Landed at 3:10 PM. Fun Index - 120/100
Satellite Tim picked me up after finding Ian (near Agassiz) and Farmer Tim (near Harrison Rd.) and we headed back for another flight.
Larry, Monica, Klaus, Jacques and Alan were still in the air for a total of 4.25-4.5 hours airtime.
A great day for all after wasting two days in a row with tailwind Saturday and Sunday.
Cross Country Potential in the Pemberton Area
This cross country flight was conducted by Jim Reich in September 1997 at a sanctioned HPAC meet.
Equipment: APCO Xtra 28 Performance Paraglider, with SupAir Harness and reserve.
The map shown is a Garmin 45 GPS plot overlaid on a contour map of the Pemberton area.
The Launch was from Hurley Pass launch area at 4000 feet.
The flight lasted 2 hours and maximum altitude was 10,000 feet.
The total distance to the Pemberton High School Landing Zone (LZ) was 32 km.
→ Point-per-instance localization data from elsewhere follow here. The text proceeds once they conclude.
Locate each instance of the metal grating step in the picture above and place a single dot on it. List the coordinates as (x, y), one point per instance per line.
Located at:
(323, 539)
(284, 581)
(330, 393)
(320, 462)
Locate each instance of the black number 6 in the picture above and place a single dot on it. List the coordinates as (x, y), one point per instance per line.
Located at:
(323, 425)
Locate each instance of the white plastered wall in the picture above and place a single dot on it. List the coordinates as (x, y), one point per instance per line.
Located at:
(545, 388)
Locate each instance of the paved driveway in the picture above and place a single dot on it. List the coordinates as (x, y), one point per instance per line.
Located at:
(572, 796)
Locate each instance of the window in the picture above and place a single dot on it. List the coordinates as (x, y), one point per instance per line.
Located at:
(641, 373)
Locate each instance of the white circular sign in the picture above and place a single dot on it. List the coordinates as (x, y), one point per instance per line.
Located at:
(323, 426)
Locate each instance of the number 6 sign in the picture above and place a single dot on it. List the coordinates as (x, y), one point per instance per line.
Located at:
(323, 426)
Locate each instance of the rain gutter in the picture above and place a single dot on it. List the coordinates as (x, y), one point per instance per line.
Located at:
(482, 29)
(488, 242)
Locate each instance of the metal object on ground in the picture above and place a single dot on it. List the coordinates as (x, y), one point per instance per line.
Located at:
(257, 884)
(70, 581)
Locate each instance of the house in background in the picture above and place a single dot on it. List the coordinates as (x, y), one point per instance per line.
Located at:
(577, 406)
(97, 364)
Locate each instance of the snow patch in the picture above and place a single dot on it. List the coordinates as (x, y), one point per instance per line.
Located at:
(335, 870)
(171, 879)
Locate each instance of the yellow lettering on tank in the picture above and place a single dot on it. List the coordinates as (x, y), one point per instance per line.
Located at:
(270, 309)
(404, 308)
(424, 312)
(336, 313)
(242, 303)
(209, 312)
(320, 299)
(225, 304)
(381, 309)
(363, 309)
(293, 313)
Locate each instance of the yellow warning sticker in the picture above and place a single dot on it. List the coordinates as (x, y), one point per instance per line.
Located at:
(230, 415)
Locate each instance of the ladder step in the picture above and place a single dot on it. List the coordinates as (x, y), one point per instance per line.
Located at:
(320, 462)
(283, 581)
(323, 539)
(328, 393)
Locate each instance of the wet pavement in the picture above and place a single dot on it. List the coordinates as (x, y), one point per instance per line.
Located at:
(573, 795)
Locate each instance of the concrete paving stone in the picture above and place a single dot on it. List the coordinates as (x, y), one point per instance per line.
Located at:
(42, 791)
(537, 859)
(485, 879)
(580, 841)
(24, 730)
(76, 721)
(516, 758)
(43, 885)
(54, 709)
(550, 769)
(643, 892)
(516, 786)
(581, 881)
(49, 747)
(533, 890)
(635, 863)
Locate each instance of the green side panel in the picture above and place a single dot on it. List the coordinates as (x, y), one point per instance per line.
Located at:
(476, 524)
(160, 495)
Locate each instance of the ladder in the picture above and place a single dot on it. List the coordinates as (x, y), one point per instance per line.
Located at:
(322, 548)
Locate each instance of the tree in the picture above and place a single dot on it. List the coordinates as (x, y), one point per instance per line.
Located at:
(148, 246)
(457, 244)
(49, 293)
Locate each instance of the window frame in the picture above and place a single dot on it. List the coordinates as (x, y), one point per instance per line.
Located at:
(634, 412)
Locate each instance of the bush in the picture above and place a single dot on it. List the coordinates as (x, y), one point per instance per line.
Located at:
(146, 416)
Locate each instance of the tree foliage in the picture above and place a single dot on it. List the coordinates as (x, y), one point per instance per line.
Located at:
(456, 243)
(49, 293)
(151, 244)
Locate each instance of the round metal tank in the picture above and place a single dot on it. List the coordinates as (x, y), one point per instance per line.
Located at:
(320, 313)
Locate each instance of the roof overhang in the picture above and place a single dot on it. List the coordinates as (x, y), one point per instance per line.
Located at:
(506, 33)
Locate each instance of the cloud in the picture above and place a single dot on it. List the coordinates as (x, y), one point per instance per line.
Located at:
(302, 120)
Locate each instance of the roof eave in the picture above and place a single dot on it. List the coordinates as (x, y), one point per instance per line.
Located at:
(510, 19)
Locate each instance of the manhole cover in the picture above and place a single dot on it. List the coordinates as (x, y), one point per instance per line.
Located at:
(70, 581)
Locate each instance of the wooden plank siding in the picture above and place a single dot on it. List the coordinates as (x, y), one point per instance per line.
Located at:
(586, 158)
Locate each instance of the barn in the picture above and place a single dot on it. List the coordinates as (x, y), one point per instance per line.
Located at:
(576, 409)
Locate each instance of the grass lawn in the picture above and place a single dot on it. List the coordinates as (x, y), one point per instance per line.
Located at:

I was getting ready to bail out part way through the flight, just over the bridge that takes you up to Hurley Pass. I had seen other PG pilots "scratching low" trying to stay up and then heading to the alternate LZ, so I started to head out also. I saw another pilot just come overhead (Danny Curylo), who started to turn and was going up. I committed to fly back to the mountain and snag the same thermal Danny was in, and by luck, the thermal was still building. It took about 6 turns to get up to 6500 feet (estimated climb rate of 6 meters/second or 1000 feet per minute). I then headed east along the ridge turning when the thermals built above 3 m/s and fast gliding throught the weaker stuff.
This was a bumpy flight but I was grateful to APCO for building a great performing glider that gave me a safe ride all the way to the LZ.